As a technician in a large pharmaceutical research firm, you need to produce 200.mL of 1.00 M a phosphate buffer solution of pH = 7.19. The pKa of H2PO4− is 7.21. You have 2.00 L of 1.00 M KH2PO4 solution and 1.50 L of 1.00 M K2HPO4 solution, as well as a carboy of pure distilled H2O. How much 1.00 M KH2PO4 will you need to make this solution?
You need 200 mL x 1M so
base(b) + acid(a) = 0.2 mols.
That's equation 1.
7.19= 7.21 + log b/a
b/a = ? and that's equation 2
Solve those two equations to find a and b then substitute each into M = mol/L to find the individual amounts for a and b.
Post your work if you get stuck.
I went through this in a hurry and came up with about 98 mL base and 103 mL acid but these are not exact.

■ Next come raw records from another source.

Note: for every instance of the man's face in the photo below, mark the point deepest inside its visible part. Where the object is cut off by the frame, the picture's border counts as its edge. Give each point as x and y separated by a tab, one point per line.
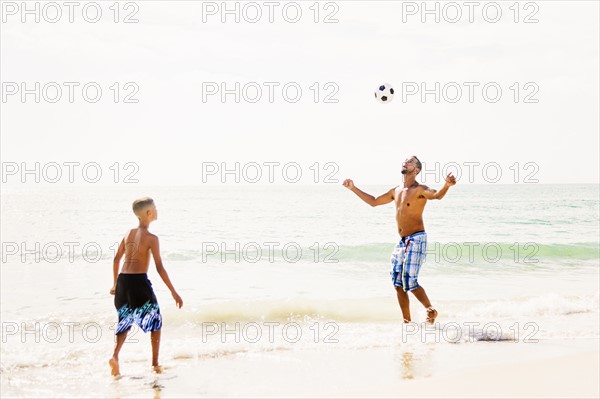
409	166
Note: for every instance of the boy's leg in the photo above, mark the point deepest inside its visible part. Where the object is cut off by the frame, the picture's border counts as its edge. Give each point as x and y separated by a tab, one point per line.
421	295
404	303
155	339
114	361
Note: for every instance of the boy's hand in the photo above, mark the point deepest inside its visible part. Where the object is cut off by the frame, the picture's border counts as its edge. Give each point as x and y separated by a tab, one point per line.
178	300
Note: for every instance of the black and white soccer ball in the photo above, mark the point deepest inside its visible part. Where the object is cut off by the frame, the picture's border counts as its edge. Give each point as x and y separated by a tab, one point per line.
384	93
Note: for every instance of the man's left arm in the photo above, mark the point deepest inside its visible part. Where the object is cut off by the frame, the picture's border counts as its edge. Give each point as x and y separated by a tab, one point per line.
430	193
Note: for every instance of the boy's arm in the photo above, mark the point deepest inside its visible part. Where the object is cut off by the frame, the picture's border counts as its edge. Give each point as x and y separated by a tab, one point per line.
430	193
154	247
116	263
368	198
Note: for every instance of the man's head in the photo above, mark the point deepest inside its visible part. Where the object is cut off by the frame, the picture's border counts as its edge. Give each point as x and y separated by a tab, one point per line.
145	209
411	166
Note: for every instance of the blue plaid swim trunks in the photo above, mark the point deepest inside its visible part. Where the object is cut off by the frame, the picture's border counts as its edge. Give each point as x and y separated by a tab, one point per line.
406	260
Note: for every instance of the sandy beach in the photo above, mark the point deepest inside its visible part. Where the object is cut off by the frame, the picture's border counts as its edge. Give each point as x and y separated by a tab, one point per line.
375	373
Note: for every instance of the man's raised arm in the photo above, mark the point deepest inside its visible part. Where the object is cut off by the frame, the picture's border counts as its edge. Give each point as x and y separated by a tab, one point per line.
368	198
430	193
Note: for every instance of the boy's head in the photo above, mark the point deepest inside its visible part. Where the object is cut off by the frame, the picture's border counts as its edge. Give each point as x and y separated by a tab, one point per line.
145	209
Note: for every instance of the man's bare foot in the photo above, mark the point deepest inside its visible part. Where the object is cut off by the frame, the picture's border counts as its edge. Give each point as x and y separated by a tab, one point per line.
114	366
431	315
157	369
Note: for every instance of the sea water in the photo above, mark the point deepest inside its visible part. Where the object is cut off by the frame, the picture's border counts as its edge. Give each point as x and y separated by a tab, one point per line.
512	269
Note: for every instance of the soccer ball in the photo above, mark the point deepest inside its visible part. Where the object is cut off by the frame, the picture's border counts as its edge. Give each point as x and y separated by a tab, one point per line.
384	93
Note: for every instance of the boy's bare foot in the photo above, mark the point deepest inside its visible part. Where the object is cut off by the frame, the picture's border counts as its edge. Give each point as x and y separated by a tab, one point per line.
157	369
114	366
431	315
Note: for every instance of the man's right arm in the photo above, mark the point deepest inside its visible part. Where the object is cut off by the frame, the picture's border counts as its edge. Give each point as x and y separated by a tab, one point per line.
368	198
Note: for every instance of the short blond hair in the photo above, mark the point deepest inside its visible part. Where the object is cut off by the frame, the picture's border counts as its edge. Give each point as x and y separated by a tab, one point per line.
141	204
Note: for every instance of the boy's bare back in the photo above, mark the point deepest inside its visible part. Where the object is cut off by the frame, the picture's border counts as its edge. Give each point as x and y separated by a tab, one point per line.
138	244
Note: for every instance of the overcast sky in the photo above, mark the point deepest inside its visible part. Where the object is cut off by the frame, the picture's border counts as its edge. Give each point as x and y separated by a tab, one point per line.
173	58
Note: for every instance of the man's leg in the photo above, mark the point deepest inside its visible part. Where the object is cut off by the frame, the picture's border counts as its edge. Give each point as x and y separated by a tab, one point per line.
155	339
404	303
114	361
421	295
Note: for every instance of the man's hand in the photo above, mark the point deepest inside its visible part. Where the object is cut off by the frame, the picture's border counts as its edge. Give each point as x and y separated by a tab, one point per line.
178	300
349	184
450	180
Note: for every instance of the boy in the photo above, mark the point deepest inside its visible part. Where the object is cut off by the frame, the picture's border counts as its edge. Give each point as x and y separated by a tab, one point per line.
134	299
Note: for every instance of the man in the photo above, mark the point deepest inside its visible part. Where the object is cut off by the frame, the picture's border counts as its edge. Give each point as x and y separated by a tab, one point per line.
410	200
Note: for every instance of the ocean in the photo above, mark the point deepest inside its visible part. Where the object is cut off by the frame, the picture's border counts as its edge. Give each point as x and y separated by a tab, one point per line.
273	274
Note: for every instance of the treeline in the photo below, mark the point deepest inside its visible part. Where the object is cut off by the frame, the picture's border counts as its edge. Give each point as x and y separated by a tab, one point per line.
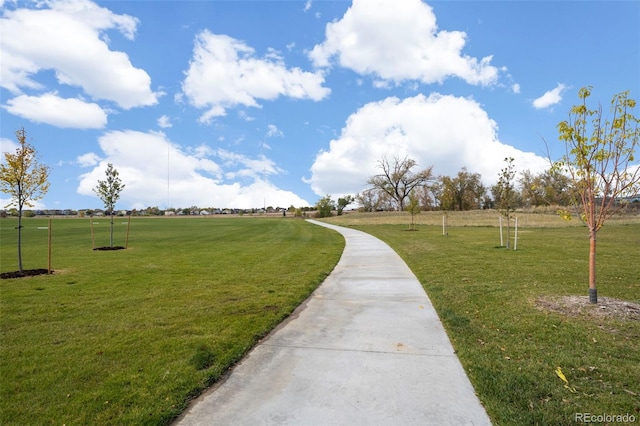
399	187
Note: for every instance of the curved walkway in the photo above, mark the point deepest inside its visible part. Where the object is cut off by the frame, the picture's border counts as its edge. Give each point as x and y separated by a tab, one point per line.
367	348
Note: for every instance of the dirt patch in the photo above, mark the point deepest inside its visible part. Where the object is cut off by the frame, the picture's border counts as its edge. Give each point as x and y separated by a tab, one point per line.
606	308
24	273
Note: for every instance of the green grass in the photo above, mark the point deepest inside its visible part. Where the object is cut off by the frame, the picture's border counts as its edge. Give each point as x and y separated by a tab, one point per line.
130	336
485	296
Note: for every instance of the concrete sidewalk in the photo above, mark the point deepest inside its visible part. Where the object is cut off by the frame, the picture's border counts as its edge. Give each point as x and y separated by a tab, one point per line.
366	349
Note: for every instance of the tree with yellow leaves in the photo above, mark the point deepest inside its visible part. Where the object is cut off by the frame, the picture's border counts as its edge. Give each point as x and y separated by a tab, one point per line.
600	160
24	179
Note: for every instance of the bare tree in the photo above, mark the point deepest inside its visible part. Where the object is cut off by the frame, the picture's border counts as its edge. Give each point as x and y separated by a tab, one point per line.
24	179
463	192
600	159
397	179
505	193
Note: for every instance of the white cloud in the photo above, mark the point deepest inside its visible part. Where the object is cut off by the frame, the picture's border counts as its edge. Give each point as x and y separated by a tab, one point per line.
399	41
89	159
273	131
550	98
69	38
56	111
158	172
447	132
241	78
164	122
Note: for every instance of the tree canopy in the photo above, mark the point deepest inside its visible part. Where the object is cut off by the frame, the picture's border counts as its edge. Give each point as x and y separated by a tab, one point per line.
398	179
24	179
600	160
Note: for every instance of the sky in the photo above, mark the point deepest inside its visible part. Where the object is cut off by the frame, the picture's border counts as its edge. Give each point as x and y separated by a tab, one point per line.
246	104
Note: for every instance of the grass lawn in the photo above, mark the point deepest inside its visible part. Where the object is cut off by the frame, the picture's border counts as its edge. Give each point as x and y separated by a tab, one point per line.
129	336
487	299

To determine the amount of 1.00 M KH2PO4 solution you need to make a 200 mL of 1.00 M phosphate buffer solution with a pH of 7.19, we need to use the Henderson-Hasselbalch equation.
The Henderson-Hasselbalch equation is as follows:
pH = pKa + log([A-]/[HA])
In this case, the acid HA is H2PO4- and the conjugate base A- is HPO42-.
Given that pKa = 7.21, and pH = 7.19, we can rearrange the equation to solve for the ratio [A-]/[HA]:
[A-]/[HA] = 10^(pH - pKa)
[A-]/[HA] = 10^(7.19 - 7.21)
[A-]/[HA] = 10^(-0.02)
[A-]/[HA] = 0.6309573445
Now, let's assume that x is the amount of 1.00 M KH2PO4 solution (in mL) that we need to make the buffer solution.
So, to make the buffer solution, the amount of the conjugate base A- (HPO42-) in the KH2PO4 solution will be (0.6309573445 * x) mL.
And the amount of the acid HA (H2PO4-) in the KH2PO4 solution will be ((1 - 0.6309573445) * x) mL.
To make a 200 mL buffer solution, the total volume of the KH2PO4 solution and water is 200 mL, so:
(0.6309573445 * x) + ((1 - 0.6309573445) * x) + volume of water = 200 mL
Simplifying the equation gives:
x = (200 mL * (1 - 0.6309573445)) / (0.6309573445 + (1 - 0.6309573445))
x = (200 mL * 0.3690426555) / 1
x = 73.81 mL
Therefore, you will need 73.81 mL of the 1.00 M KH2PO4 solution to make the 200 mL of 1.00 M phosphate buffer solution.